We named this collection for that idea. Not because cloth makes a machine divine, but because the impulse to dress what we build is the oldest proof that we believe our creations matter.
Five garments. Each one requiring 500 to 1,000 hours of hand work, built using proprietary construction methods developed over two years of iterative prototyping. Fabrics sourced globally from France, Italy, Japan, including specialist textiles developed with a Japanese aerospace facility and Kyoto silk weavers, most custom made in-house. Constructed by couturiers in Paris for bodies that will never grow old, never tire, never compromise.
Each piece in ICHOR required solving problems that had never been encountered in fashion, costume design, or robotics. The solutions are proprietary.
Savoir-Faire
Platform-Specific Archives
Each of the seven humanoid platforms we build for has its own dimensional archive -- thermal mapping, sensor positions, joint ranges, surface geometry. No two robots share a pattern.
Structural Armature
Carbon fibre systems concealed inside shoulders and collars create structural lines on bodies with no skeletal landmarks. Each armature weighs 180 grams per side.
Sensor-Transparent Textiles
Developed with a Japanese aerospace facility. Infrared and LIDAR pass through the fabric without signal loss. A dressed robot perceives its environment through its clothing.
Magnetic Closures
Hidden inside what appear to be traditional knots and ties. Because robot hands cannot work buttons, every fastening is engineered to look hand-tied while engaging magnetically.
Weighted Hems
Adapted from theatre curtain engineering. The weighted tape holds couture silhouettes steady on bodies that never shift their weight.
Hand Construction
500 to 1,000 hours per garment. Hand-felled seams, hand-bound edges, hand-finished interiors. Built by couturiers in Paris with fabrics sourced from France, Italy, and Japan.
I
Nocturne
A floor-length evening coat in quadruple-weight Japanese wool crepe, lined with silk habotai. Engineered for full articulation at 40+ degrees of freedom. The garment a machine wears when it enters a room and the room goes quiet.

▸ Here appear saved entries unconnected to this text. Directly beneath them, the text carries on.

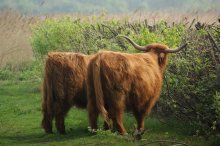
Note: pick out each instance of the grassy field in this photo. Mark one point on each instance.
(20, 118)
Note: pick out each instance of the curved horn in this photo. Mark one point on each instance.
(175, 50)
(136, 46)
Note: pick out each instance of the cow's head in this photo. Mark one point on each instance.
(160, 50)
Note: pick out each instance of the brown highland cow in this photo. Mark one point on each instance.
(118, 81)
(63, 87)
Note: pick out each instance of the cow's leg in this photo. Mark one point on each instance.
(106, 126)
(60, 112)
(117, 117)
(93, 114)
(140, 121)
(47, 121)
(59, 121)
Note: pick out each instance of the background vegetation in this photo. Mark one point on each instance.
(110, 6)
(188, 109)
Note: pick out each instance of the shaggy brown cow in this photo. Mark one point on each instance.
(116, 81)
(63, 87)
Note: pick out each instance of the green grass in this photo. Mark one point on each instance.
(20, 118)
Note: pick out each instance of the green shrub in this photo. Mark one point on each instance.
(192, 83)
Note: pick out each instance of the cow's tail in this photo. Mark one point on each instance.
(98, 90)
(47, 103)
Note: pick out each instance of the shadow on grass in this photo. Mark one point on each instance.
(41, 137)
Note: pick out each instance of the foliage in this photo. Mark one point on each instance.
(191, 87)
(111, 6)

Full-length white quilted coat. 800 hours of hand work. Hood shaped to robotic head geometry, studded with 3,000+ hand-set Swarovski crystals along the crown and brow line.

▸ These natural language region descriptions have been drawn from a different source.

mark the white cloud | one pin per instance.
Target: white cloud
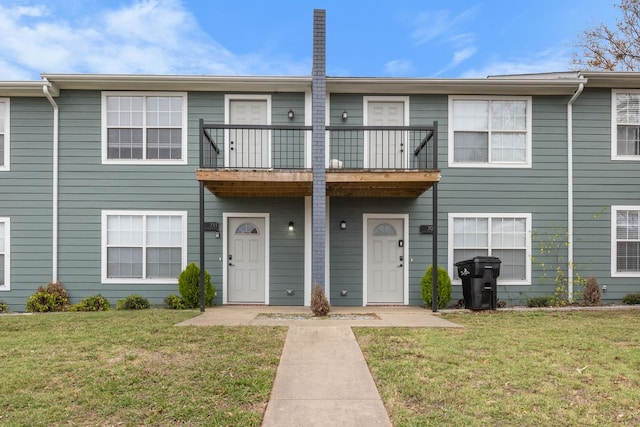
(398, 67)
(146, 36)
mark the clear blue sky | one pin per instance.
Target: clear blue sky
(372, 38)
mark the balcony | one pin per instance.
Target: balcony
(275, 161)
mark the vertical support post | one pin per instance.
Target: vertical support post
(434, 214)
(202, 267)
(319, 198)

Ceremonial open robe, hand-painted by a single artisan over 400 hours. Pigment on raw silk organza, sealed in UV-resistant matte fixative. One of one. The kind of garment that belongs in a vault or on a stage.
Three-piece suit woven with real gold-wrapped silk thread. Technical wool base with concealed magnetic closures at every seam. 800 hours of hand-finishing. The suit that justified the name of this collection.
Minimal display harness in blackened titanium hardware and hand-stitched bridle leather. Not a garment in the traditional sense. A structure that frames the machine's body like a reliquary frames a sacred object.